With these developments the world over, it is important that India implement pictorial warnings in the interest of public health. The tobacco industry has been spending crores of rupees in hiring the most expensive lawyers to set up constitutional challenges to the health warning rules in high courts all over the country. It is also a well-known fact that the tobacco industry has been lobbying heavily to have the packaging rules delayed – which it succeeded in partially – and in lobbying with MPs to create a doubt on the health impacts of tobacco.
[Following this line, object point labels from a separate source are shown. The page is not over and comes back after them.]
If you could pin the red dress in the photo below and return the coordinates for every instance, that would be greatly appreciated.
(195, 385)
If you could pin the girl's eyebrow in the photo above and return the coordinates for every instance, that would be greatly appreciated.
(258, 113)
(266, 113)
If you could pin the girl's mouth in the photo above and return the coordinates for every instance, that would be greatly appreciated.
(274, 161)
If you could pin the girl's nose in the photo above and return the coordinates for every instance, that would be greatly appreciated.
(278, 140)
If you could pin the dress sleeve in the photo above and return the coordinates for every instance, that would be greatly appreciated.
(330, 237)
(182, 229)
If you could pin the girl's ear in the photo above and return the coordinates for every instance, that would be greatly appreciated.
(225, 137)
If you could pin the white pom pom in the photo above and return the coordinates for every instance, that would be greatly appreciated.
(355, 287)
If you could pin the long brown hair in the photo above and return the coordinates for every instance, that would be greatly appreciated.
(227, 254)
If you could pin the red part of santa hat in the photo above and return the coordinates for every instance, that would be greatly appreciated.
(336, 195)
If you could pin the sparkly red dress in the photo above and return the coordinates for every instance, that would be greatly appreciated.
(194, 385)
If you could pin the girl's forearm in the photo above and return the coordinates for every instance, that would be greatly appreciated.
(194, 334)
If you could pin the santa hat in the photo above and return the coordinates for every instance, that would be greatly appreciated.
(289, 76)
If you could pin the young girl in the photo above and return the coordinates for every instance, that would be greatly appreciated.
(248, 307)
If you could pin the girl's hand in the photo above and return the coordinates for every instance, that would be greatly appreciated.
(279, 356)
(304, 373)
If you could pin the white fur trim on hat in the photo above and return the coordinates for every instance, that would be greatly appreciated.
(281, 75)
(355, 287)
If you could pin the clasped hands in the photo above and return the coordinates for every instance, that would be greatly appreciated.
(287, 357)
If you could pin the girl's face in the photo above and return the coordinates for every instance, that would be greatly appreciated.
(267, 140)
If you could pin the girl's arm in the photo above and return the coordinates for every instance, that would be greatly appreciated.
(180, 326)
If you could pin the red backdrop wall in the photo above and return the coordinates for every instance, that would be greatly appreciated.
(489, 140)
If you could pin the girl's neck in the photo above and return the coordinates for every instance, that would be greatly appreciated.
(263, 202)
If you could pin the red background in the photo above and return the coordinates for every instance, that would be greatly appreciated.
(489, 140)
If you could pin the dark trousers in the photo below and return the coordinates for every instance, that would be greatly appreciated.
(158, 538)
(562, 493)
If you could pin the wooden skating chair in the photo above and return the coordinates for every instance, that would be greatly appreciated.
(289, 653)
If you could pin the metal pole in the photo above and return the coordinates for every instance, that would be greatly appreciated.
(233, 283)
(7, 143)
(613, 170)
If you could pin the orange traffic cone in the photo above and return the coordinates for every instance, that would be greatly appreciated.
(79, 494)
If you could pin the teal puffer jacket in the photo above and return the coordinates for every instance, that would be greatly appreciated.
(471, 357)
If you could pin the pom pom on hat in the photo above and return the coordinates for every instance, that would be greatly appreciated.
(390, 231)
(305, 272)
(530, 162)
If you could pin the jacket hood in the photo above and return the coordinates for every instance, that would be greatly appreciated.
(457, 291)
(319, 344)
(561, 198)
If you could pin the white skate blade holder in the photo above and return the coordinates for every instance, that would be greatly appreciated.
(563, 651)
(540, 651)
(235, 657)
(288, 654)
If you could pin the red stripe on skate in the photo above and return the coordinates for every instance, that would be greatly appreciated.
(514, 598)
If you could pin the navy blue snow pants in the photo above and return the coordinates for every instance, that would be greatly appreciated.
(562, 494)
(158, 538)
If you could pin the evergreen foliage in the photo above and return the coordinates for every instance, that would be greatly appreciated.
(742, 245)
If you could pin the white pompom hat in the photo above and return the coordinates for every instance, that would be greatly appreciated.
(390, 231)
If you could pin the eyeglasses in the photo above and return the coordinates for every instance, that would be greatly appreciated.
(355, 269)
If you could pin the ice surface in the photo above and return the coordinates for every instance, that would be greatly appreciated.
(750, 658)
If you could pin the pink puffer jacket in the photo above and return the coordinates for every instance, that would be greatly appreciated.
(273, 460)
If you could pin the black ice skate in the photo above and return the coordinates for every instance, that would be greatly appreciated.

India has signed and ratified the Framework Convention of Tobacco Control (FCTC), which not only mandates increased health warnings and plain packaging in its guidelines, but more importantly in Article 5.3 which mandates that, “In setting and implementing their public health policies with respect to tobacco control, parties shall act to protect these policies from commercial and other vested interests of the tobacco industry in accordance with national law.” It is time that the government and its tobacco control measures are protected from the tobacco industry. In the meanwhile, we continue to look to the courts as the last bastion for protection of the right to public health.
Jayna Kothari is Executive Director, Centre for Law and Policy Research, Bengaluru.